Long-time Whistlerite Sidney Madden recalls spending Christmas week "visiting other units of Alpine 68, always a visit with the Wilhelmsens and often a large baked ham, and our small unit filled to the brim with friends and relatives." Madden also remembers attending the service at the Skier's Chapel, which was "packed."

 

Andrea McRobbie's family spent many Christmases in Whistler in the '70s and '80s. "Gifts on Christmas morning were what you had lost the season before," she remembers. "Hats, ski gloves, goggles. I still remember my favourite Christmas gift one year was the new pair of skis that I had been coveting forever. Mom actually wrapped them."

"Another odd tradition at Christmas was all the kids in the neighbourhood where we had our cabin would meet at this giant hill and go crazy-carpeting at night until we were blue in the face.
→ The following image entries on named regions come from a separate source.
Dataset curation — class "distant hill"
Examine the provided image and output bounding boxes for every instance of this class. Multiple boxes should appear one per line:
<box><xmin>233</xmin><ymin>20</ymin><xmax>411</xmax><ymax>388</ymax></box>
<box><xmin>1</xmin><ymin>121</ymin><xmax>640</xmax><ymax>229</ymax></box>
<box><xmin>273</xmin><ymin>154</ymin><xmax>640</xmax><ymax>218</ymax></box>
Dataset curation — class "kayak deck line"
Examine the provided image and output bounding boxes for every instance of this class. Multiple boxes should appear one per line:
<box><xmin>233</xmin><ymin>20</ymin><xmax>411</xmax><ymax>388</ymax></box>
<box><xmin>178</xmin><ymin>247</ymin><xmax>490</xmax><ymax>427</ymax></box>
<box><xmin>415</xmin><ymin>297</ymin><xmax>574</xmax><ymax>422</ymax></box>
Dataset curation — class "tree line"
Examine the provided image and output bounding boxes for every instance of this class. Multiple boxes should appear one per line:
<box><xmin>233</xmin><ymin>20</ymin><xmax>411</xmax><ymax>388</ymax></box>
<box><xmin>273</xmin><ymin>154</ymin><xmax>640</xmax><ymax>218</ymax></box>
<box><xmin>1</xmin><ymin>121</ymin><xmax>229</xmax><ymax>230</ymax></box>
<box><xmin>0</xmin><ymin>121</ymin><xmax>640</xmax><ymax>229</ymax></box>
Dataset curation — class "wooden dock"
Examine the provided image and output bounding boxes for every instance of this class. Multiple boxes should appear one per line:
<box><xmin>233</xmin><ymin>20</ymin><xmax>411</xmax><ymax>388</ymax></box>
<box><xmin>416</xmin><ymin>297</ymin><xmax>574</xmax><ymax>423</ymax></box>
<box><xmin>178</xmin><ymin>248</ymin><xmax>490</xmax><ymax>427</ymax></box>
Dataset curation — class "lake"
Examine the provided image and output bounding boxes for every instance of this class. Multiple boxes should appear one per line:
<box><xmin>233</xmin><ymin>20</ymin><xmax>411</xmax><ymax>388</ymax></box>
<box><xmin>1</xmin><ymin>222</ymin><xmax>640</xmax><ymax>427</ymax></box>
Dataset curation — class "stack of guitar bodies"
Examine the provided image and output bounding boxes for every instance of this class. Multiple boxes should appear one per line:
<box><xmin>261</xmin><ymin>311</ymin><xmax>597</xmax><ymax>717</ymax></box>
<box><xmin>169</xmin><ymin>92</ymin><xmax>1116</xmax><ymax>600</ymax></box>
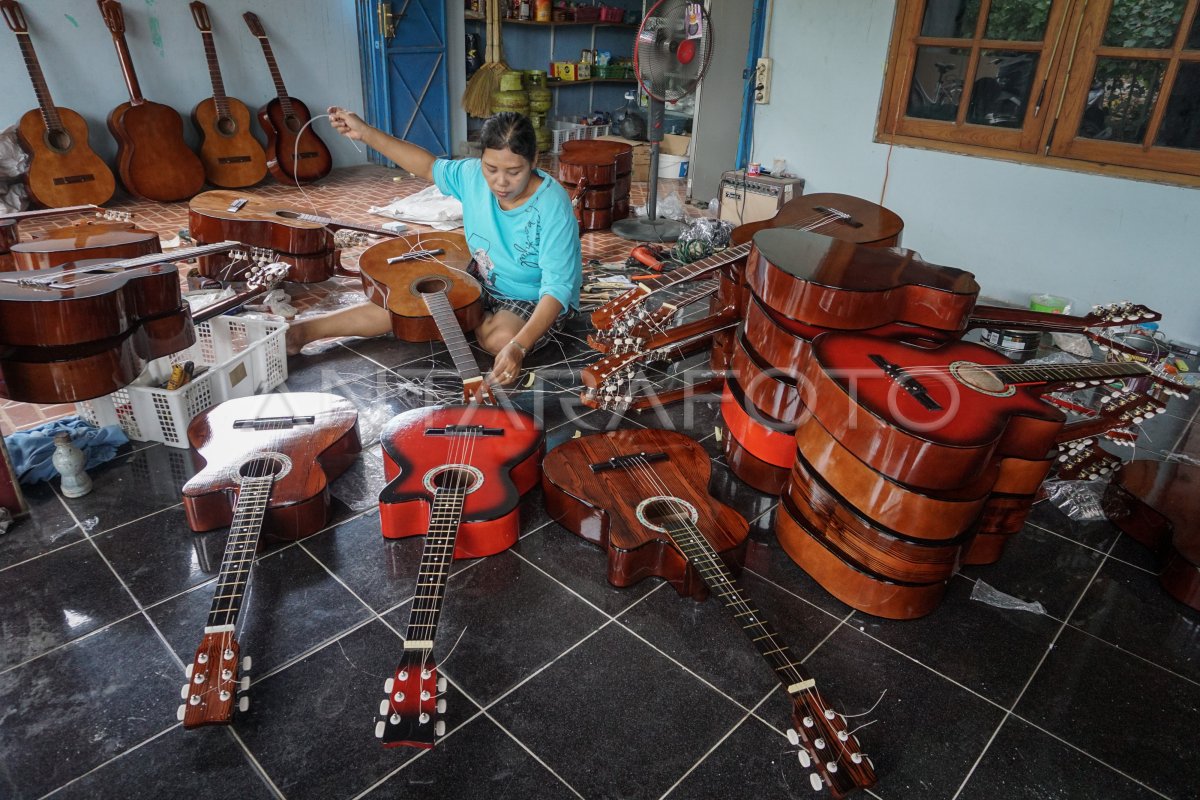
<box><xmin>558</xmin><ymin>139</ymin><xmax>634</xmax><ymax>233</ymax></box>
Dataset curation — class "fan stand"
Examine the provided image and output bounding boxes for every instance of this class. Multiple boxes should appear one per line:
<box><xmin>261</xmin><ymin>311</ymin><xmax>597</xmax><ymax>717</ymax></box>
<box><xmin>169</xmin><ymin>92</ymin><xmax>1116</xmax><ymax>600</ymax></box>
<box><xmin>611</xmin><ymin>97</ymin><xmax>684</xmax><ymax>242</ymax></box>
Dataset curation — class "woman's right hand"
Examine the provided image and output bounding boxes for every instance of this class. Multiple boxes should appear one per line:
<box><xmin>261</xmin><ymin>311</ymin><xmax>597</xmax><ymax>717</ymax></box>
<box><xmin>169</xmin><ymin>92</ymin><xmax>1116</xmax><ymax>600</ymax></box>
<box><xmin>329</xmin><ymin>106</ymin><xmax>371</xmax><ymax>142</ymax></box>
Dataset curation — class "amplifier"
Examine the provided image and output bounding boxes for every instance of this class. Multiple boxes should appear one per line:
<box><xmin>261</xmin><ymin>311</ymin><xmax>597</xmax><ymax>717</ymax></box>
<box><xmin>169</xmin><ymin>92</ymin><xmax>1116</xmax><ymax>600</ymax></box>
<box><xmin>720</xmin><ymin>169</ymin><xmax>804</xmax><ymax>225</ymax></box>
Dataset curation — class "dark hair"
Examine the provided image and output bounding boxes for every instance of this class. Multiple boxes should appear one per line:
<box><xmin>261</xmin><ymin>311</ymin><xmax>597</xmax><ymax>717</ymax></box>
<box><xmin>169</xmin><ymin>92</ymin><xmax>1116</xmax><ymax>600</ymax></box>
<box><xmin>479</xmin><ymin>112</ymin><xmax>538</xmax><ymax>164</ymax></box>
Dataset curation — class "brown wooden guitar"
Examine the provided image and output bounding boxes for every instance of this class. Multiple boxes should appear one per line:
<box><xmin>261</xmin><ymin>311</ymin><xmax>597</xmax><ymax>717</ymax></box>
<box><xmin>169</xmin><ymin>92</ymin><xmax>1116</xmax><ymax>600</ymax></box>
<box><xmin>242</xmin><ymin>11</ymin><xmax>334</xmax><ymax>185</ymax></box>
<box><xmin>179</xmin><ymin>392</ymin><xmax>361</xmax><ymax>728</ymax></box>
<box><xmin>0</xmin><ymin>0</ymin><xmax>116</xmax><ymax>207</ymax></box>
<box><xmin>542</xmin><ymin>429</ymin><xmax>875</xmax><ymax>798</ymax></box>
<box><xmin>97</xmin><ymin>0</ymin><xmax>204</xmax><ymax>203</ymax></box>
<box><xmin>187</xmin><ymin>0</ymin><xmax>266</xmax><ymax>188</ymax></box>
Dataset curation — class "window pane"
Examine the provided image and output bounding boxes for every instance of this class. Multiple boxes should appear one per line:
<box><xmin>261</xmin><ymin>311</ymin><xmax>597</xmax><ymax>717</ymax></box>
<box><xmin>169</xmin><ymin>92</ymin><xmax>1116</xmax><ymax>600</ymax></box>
<box><xmin>1104</xmin><ymin>0</ymin><xmax>1187</xmax><ymax>47</ymax></box>
<box><xmin>907</xmin><ymin>47</ymin><xmax>971</xmax><ymax>120</ymax></box>
<box><xmin>1076</xmin><ymin>59</ymin><xmax>1166</xmax><ymax>144</ymax></box>
<box><xmin>967</xmin><ymin>50</ymin><xmax>1038</xmax><ymax>128</ymax></box>
<box><xmin>1154</xmin><ymin>61</ymin><xmax>1200</xmax><ymax>150</ymax></box>
<box><xmin>920</xmin><ymin>0</ymin><xmax>979</xmax><ymax>38</ymax></box>
<box><xmin>983</xmin><ymin>0</ymin><xmax>1050</xmax><ymax>42</ymax></box>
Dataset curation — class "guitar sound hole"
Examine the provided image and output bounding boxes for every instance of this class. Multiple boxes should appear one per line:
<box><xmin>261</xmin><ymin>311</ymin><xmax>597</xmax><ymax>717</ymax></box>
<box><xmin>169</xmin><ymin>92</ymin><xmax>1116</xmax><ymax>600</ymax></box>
<box><xmin>238</xmin><ymin>455</ymin><xmax>288</xmax><ymax>477</ymax></box>
<box><xmin>46</xmin><ymin>131</ymin><xmax>71</xmax><ymax>152</ymax></box>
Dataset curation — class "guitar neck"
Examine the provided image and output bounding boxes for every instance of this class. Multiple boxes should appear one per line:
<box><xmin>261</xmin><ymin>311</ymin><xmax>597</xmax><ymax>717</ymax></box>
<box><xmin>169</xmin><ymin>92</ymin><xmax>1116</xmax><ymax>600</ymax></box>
<box><xmin>205</xmin><ymin>475</ymin><xmax>275</xmax><ymax>632</ymax></box>
<box><xmin>17</xmin><ymin>32</ymin><xmax>62</xmax><ymax>131</ymax></box>
<box><xmin>200</xmin><ymin>31</ymin><xmax>229</xmax><ymax>119</ymax></box>
<box><xmin>404</xmin><ymin>487</ymin><xmax>467</xmax><ymax>650</ymax></box>
<box><xmin>667</xmin><ymin>521</ymin><xmax>814</xmax><ymax>694</ymax></box>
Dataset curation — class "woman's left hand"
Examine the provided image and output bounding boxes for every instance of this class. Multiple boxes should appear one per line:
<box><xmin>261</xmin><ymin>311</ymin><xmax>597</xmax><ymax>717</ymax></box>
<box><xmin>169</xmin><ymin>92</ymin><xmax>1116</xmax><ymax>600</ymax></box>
<box><xmin>492</xmin><ymin>343</ymin><xmax>524</xmax><ymax>386</ymax></box>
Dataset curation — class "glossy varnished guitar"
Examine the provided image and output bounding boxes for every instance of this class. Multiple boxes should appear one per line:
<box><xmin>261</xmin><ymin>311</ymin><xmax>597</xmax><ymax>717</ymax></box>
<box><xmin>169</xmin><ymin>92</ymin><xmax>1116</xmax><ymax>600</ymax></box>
<box><xmin>187</xmin><ymin>0</ymin><xmax>266</xmax><ymax>188</ymax></box>
<box><xmin>376</xmin><ymin>281</ymin><xmax>545</xmax><ymax>747</ymax></box>
<box><xmin>97</xmin><ymin>0</ymin><xmax>204</xmax><ymax>203</ymax></box>
<box><xmin>179</xmin><ymin>392</ymin><xmax>360</xmax><ymax>728</ymax></box>
<box><xmin>542</xmin><ymin>429</ymin><xmax>875</xmax><ymax>798</ymax></box>
<box><xmin>242</xmin><ymin>11</ymin><xmax>334</xmax><ymax>185</ymax></box>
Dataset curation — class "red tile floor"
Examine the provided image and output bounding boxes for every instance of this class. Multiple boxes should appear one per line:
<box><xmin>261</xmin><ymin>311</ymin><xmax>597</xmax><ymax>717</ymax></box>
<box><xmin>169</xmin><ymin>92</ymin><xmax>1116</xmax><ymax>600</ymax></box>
<box><xmin>0</xmin><ymin>163</ymin><xmax>708</xmax><ymax>434</ymax></box>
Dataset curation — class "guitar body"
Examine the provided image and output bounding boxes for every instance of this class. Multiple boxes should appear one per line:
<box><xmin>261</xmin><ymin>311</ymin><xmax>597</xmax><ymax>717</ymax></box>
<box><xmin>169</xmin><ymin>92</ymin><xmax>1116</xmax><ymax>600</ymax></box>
<box><xmin>542</xmin><ymin>429</ymin><xmax>749</xmax><ymax>600</ymax></box>
<box><xmin>17</xmin><ymin>106</ymin><xmax>116</xmax><ymax>209</ymax></box>
<box><xmin>108</xmin><ymin>101</ymin><xmax>204</xmax><ymax>203</ymax></box>
<box><xmin>182</xmin><ymin>392</ymin><xmax>362</xmax><ymax>540</ymax></box>
<box><xmin>12</xmin><ymin>221</ymin><xmax>162</xmax><ymax>270</ymax></box>
<box><xmin>258</xmin><ymin>97</ymin><xmax>334</xmax><ymax>185</ymax></box>
<box><xmin>192</xmin><ymin>97</ymin><xmax>266</xmax><ymax>188</ymax></box>
<box><xmin>379</xmin><ymin>404</ymin><xmax>545</xmax><ymax>558</ymax></box>
<box><xmin>359</xmin><ymin>231</ymin><xmax>484</xmax><ymax>342</ymax></box>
As we got older we brought mini bottles of Bailey's with us to help keep us warm. I am so surprised there were never any broken bones."

 

What long-time Whistlerite Sara Leach remembers most about Christmas growing up in the '70s and '80s was the skiing itself. "The most obvious Christmas tradition would be skiing on Christmas Day. I remember going up one Christmas as a teenager, one of those crystal clear days. Being 14 and clueless I thought it would be sunny and warm, and wore less than usual. I hadn't checked the report, and discovered on the way up the Olive Chair that it was -15 degrees. It was a short ski day!"

 

Sally Quinn's brother Russ and his wife Barb loved the tradition of going out into the woods to chop down their own Christmas tree with their children. "We always got two trees: one for the birds outside, and one for inside the house," recalls Barb. "One of my favourite memories was rolling pine cones in peanut butter with our girls to put on the tree outside for the birds to eat."

 

There were almost as many Christmas tree traditions as there are trees in Whistler. One long-time local remembers one of the seasonal rituals in the late'70s that fit perfectly with that era. "Some staff cabins had Christmas trees decorated only with joints hanging from the branches..."

 

"Last weekend we went out as a family to cut our Christmas tree," says Sara Leach. "The big advantage to living across from the power lines is that we walked up the street, crossed Alta Lake Road, found the perfect tree in five minutes and carried it home. There's something very satisfying to picking your tree so close to home."

 

While there may no longer be ski-in Christmas Mass at the Skiers Chapel or the experience of swinging precariously on the Red Chair in the blustering wind, it's a sure bet than a new generation of Whistlerites will be unwrapping new goggles on Christmas morning before heading up the mountain. Some traditions will never change.